DE ARK VAN KW (5) : De struisvogels van Bert Neirinck uit Aarsele

© KRANT VAN WEST-VLAANDEREN
Redactie KW

Elke woensdag serveren we (niet letterlijk, geen zorgen) een opmerkelijk dier dat op West-Vlaamse bodem vertoeft.

Wij bij KW zijn zot van beestjes en we weten dat jullie dat ook zijn. Getuige daarvan de duizenden katten en honden in jullie tuin, volières vol parkieten en bokalen vol goudvissen. Maar de ark van Noah had natuurlijk nog wel meer beestjes in het ruim. Voortaan gaan we elke week op zoek naar de eerder zonevreemde exemplaren en de kleurrijke exoten.


© KRANT VAN WEST-VLAANDEREN

Dierenarts Bert Neirinck (52) uit Aarsele runt Schobbejaks Hoogte, de grootste struisvogelboerderij van het land. Wat 25 jaar geleden begon als een hobby met 2 struisvogels is inmiddels danig uit de hand gelopen, want op het grote domein van Bert en zijn gezin lopen momenteel… 900 gevederde vrienden rond.

Alhoewel, vrienden? “Een struisvogelpoot plooit in de omgekeerde richting in vergelijking met onze benen, waardoor ze bijzonder hard voorwaarts kunnen stampen. Hun poten kunnen tot anderhalve meter van de grond komen. Dat maakt het niet gemakkelijk om hen te vangen. Ooit liep ik daarbij een breuk aan het borstbeen op”, vertelt Bert.

“Een struisvogel stampte me eens een breuk aan het borstbeen”

Sinds de bouw van een slachthuis vorig jaar blijft het op de struisvogelboerderij niet alleen bij de kweek van de dieren. “Onze vleesproducten, onder meer biefstuk, stoverij, salami en paté, zijn bij de liefhebbers al redelijk bekend. We bieden ook honden- en kattenvoer, lederwaren en zelfs cosmetica op basis van struisvogel aan.”

DE ARK VAN KW (5) : De struisvogels van Bert Neirinck uit Aarsele
© KRANT VAN WEST-VLAANDEREN


© KRANT VAN WEST-VLAANDEREN

In de jaren negentig was struisvogelvlees op een gegeven moment een ongelooflijke hype. Hoe komt het dat we de delicatesse tegenwoordig nauwelijks nog aantreffen in de grootwarenhuizen? Bert Neirinck: “Ze haalden het vlees vooral uit Zuid-Afrika, dé bakermat van de struisvogelkweek, maar het land wordt al vijf jaar door vogelgriep getroffen en het vlees wordt niet meer uitgevoerd.”

Crisis overleefd

“Wij hebben de dioxinecrisis en vogelgriepperiode overleefd omdat we zijn blijven geloven in de kwaliteit van ons cholesterolarm vlees.

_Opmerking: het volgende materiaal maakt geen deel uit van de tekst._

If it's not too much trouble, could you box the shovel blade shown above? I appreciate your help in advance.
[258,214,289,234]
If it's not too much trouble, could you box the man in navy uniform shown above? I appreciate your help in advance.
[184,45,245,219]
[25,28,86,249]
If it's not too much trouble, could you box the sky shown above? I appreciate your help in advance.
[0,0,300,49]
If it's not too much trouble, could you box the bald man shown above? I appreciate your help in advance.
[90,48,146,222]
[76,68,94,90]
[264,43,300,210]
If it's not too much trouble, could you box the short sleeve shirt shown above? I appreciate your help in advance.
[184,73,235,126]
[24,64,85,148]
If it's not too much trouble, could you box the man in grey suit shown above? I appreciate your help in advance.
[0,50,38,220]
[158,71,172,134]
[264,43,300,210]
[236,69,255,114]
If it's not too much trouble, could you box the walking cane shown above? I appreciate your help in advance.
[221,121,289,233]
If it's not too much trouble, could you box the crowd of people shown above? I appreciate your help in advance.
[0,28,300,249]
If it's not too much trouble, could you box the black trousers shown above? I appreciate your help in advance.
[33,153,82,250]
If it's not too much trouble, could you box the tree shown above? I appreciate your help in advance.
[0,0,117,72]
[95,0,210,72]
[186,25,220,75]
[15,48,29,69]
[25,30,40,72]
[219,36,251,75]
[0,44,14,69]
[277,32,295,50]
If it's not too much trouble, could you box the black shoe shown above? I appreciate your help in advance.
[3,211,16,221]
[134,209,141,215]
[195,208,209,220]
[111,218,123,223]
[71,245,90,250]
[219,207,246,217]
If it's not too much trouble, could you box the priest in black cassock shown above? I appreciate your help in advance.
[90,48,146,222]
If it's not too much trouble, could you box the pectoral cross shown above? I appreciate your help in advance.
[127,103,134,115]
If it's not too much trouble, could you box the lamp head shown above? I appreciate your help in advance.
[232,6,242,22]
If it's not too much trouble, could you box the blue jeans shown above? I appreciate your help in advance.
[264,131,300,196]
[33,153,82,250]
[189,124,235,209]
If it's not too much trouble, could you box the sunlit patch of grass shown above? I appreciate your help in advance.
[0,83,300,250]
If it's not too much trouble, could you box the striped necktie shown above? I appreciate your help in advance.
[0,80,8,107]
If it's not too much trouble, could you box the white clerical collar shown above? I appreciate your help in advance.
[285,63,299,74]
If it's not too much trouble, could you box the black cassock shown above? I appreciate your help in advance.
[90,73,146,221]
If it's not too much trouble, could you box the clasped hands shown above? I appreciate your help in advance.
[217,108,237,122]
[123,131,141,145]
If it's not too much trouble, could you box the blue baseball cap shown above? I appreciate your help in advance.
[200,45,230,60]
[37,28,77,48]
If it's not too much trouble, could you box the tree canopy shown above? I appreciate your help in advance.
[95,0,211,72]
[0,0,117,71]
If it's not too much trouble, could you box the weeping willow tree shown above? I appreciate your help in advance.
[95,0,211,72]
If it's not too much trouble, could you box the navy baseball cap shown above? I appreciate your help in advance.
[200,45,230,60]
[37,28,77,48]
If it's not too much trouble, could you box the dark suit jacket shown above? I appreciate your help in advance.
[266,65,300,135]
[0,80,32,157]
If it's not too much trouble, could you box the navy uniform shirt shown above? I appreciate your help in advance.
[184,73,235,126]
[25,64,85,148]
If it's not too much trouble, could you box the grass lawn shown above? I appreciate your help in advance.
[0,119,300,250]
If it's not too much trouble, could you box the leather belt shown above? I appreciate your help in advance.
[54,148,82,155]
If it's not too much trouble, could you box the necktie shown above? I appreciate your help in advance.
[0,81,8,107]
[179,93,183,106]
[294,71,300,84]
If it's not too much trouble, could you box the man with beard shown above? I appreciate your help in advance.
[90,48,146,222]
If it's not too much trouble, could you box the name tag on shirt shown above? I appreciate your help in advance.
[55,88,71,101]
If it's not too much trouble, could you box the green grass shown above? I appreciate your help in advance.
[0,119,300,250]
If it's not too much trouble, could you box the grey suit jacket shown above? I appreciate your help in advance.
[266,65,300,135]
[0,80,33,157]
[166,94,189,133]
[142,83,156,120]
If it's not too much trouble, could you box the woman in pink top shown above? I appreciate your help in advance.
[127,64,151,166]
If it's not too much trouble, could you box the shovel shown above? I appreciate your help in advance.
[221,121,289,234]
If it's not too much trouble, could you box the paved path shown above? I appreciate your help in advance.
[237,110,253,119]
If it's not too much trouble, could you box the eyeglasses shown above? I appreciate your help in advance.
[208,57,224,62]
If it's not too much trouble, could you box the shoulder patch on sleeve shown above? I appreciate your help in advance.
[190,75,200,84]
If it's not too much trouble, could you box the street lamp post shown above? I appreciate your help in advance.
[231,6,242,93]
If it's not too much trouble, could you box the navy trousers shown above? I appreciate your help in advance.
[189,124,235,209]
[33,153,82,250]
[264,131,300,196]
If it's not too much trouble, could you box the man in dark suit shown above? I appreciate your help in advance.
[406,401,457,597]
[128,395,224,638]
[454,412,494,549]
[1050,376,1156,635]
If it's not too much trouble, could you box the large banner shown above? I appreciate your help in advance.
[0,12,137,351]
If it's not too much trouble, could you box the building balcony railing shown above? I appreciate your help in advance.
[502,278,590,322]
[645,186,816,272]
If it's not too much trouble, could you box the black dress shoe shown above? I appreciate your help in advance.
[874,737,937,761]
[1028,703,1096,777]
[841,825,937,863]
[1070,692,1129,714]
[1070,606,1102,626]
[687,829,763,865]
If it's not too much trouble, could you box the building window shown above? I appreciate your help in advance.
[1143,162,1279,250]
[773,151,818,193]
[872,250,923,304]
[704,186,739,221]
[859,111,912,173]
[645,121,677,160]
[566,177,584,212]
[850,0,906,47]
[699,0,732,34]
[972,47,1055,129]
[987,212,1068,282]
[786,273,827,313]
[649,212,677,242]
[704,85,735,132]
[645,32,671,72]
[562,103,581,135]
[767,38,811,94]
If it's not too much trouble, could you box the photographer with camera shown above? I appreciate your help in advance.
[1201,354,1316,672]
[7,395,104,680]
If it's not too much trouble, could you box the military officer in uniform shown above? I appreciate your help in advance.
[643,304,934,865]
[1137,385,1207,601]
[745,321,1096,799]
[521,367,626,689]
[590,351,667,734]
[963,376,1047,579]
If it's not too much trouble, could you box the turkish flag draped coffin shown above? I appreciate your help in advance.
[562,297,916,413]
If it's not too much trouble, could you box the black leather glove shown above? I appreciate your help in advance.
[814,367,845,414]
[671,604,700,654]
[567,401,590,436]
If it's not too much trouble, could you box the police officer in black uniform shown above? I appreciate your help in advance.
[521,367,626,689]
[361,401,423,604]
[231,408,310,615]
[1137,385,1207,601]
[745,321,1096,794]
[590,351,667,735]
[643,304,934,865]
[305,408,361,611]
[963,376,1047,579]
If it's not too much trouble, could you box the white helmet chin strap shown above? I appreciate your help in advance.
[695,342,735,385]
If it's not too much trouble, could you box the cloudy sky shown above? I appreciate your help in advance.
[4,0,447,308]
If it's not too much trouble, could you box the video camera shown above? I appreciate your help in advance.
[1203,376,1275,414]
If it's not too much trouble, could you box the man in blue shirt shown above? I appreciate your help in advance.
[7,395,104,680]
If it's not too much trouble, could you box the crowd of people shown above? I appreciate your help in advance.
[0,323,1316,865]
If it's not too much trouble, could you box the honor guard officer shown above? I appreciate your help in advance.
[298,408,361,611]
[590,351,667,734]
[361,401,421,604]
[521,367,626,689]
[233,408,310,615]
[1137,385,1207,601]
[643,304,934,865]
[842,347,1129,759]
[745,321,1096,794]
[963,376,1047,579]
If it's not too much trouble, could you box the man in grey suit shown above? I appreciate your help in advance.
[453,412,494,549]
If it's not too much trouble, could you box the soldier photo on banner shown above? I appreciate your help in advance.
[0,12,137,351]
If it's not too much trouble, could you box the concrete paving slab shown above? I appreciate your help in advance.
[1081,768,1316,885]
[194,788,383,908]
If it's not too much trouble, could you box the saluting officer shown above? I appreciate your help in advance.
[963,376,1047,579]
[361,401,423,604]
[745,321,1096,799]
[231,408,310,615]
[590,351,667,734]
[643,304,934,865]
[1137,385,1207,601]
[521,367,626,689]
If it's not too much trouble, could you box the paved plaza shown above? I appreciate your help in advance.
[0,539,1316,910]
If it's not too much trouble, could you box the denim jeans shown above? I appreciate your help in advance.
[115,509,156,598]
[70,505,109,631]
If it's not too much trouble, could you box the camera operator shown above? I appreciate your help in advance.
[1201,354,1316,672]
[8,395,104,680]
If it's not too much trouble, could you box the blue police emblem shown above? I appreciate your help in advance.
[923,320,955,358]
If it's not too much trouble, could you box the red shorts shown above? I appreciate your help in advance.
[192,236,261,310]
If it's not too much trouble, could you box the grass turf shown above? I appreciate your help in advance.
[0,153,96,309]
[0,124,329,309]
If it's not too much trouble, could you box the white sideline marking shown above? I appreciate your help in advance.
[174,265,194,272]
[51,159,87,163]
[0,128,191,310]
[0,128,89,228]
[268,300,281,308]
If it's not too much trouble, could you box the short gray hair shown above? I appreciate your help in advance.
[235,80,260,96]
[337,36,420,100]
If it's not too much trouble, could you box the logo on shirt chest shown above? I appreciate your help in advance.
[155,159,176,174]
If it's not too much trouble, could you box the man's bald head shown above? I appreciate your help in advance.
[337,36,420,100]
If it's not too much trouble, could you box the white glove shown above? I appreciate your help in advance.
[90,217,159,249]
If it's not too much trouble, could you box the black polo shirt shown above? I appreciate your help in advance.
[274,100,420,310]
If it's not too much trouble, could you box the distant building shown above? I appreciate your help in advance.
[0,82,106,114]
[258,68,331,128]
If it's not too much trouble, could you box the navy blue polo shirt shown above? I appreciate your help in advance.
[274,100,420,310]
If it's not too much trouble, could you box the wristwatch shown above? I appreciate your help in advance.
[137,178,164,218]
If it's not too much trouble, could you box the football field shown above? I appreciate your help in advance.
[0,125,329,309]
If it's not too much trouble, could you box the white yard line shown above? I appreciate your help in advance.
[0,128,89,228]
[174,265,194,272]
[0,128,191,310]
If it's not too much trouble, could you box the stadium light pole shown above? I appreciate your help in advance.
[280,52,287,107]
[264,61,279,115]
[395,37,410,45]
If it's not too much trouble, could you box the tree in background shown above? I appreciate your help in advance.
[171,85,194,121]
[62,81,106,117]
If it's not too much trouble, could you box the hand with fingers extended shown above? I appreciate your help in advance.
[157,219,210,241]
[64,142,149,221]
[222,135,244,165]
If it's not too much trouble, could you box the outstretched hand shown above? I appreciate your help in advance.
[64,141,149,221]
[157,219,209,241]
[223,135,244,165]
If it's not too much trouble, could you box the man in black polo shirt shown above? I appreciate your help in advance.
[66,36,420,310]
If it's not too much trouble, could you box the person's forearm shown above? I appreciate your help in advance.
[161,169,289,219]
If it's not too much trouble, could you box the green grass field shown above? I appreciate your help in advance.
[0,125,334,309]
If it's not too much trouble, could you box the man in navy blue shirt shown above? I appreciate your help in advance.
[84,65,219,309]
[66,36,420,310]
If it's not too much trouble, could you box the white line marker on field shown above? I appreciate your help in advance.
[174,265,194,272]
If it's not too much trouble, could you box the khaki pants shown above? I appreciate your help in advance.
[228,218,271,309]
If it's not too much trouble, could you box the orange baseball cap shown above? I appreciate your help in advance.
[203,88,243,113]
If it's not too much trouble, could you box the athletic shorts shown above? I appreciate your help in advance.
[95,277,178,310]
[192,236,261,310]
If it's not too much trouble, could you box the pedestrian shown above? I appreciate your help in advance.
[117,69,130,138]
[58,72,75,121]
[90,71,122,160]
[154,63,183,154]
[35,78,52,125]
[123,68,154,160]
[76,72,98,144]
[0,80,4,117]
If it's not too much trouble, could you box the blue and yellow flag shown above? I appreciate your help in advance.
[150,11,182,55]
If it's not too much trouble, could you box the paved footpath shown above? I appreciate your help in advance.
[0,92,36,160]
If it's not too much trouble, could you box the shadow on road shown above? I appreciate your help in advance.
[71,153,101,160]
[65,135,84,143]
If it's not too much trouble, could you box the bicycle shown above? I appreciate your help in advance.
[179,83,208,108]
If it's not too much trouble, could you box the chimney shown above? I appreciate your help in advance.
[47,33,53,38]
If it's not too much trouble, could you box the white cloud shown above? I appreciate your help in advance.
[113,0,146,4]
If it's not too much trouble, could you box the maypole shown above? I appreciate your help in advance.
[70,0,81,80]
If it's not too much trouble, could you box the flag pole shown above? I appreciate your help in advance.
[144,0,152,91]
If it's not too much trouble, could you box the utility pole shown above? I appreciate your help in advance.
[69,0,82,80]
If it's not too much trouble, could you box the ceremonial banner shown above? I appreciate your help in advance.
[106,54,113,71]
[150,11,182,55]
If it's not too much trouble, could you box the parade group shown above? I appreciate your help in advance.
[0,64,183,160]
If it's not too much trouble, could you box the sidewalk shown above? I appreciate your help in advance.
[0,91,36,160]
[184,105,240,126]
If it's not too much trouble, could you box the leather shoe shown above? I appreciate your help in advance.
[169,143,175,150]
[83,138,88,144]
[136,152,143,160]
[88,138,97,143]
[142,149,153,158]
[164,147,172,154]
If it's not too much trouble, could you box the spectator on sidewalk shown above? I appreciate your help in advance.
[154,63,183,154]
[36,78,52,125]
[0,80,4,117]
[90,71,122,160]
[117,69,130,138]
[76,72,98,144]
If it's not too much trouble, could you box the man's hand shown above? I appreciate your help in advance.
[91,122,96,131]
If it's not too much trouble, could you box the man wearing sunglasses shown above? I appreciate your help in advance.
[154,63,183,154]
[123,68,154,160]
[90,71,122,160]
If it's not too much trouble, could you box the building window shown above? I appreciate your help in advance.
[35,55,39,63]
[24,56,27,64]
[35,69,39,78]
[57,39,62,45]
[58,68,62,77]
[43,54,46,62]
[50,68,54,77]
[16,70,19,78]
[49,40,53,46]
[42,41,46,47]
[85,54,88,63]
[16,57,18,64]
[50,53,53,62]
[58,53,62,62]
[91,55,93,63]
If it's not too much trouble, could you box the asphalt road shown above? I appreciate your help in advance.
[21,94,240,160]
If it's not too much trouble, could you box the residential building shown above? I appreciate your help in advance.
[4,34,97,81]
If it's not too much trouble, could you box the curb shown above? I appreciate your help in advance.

Hier lopen dubbel zoveel dieren rond als bij de kwekers in de rest van het land samen. Momenteel zijn we nog met een twintigtal. Veel startende ondernemers dachten ten tijde van de hype, zo’n 15 à 20 jaar geleden, dat struisvogelvlees snel een even grote markt zou bestrijken als varkens- en rundsvlees. Zij hebben er hun broek aan gescheurd, terwijl wij het altijd als een nichemarkt zijn blijven zien.”